A new café, designed by Knox Bhavan Architects, stands at the heart of The Level, a well-used and historic park on the main approach to Brighton.
LocationBrighton
ArchitectKnox Bhavan Architects
ClientBrighton and Hove City Council
Project TypeCommercial
Structural EngineerPrice & Myers
Wood SupplierWL West & Sons Ltd
Timber SpeciesEuropean larch, European Oak, Douglas fir
Timber ElementsRoof structure, External cladding, windows, Brise-soleil, doors




A new café, designed by Knox Bhavan Architects, stands at the heart of The Level, a well-used and historic park on the main approach to Brighton. The park landscape has been restored and revitalised by Land Use Consultants (LUC) with new walkways, a water fountain, skate park and children’s playground. LUC selected the position of the new café building and invited Knox Bhavan Architects to join the team. The café is designed to be an integral part of the landscape design, as Sasha Bhavan explains:
“What we try to do is dissolve the building into the setting, so the visitor just feels they are in the landscape and in the park. Each side is facing a different activity and a change in the spirit of the place. One side is the thoroughfare. The rear side looks on to the road. The other side faces greenery, playspace and parents hanging around with children. The far end looks out on to the landscape, engaging with what’s going on across the park. The building is definitely orientated in relation to what we know is happening with the land.”
The building is small and modest, but one which has been designed with great care, achieving an elegant simplicity. In shape it is a long, single-storey structure with a pitched roof and a continuous rooflight at the ridge; the roof is planted with local grasses and wild flowers to blend in with the park landscape. Full-height glazed walls to the café offer wideranging views over the surrounding park and the fountain; closer in they give excellent visual surveillance of the children’s play area on the south-facing side and on the north and east sides they invite those passing on the main pedestrian thoroughfare – local residents, dog walkers, skate boarders and pedestrians – to stop and visit.
Timber is used externally to link the building to its natural landscape setting; windows and doors have oak frames and the walls are clad with vertical larch boards.

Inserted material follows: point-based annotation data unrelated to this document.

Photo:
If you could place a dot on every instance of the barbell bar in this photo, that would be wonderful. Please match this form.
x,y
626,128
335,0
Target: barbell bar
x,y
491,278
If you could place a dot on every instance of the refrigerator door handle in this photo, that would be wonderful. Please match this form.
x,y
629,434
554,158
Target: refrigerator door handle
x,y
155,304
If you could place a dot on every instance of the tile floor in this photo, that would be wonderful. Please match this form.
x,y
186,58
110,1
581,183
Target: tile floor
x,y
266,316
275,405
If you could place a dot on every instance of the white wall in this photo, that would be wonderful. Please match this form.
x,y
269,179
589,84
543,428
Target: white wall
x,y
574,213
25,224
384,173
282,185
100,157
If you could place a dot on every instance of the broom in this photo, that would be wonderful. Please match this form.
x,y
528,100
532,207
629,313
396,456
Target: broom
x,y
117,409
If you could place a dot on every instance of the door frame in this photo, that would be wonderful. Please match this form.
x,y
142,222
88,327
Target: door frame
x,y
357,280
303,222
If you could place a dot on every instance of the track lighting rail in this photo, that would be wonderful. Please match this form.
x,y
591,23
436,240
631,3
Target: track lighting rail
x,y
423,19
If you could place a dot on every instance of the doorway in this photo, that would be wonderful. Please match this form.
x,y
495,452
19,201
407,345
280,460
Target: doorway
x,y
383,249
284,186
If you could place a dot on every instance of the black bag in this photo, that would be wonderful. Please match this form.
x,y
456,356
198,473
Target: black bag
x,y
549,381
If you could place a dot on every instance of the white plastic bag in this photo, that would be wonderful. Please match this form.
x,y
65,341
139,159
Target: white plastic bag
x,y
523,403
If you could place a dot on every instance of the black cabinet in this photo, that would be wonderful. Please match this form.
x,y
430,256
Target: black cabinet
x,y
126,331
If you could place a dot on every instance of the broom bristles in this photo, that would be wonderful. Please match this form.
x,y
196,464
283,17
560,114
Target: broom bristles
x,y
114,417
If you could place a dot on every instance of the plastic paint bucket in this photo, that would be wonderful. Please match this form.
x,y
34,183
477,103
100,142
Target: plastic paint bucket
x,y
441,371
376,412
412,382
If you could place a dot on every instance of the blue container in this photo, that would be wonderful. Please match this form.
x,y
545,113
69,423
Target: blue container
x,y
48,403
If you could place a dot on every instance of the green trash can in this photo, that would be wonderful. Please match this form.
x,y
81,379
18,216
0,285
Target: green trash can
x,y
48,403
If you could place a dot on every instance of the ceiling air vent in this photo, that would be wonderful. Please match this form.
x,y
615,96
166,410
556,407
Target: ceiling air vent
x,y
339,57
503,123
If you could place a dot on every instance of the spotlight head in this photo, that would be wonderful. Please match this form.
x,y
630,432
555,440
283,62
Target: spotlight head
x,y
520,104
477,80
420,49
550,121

On the south and east sides a larch pergola provides shading and a glazed canopy on the north side gives shelter. In good weather all doors can be opened and this achieves a seamless visual transition from inside to outside, emphasized by the use of the same paved floor finish continuing from the café to the outside spaces.
“Care and coordination over thresholds – ensuring that materials or paving complement or even carry on through the building – makes all the difference over that perception of quality and the sense that the building is conversing with its surroundings”, says Bhavan.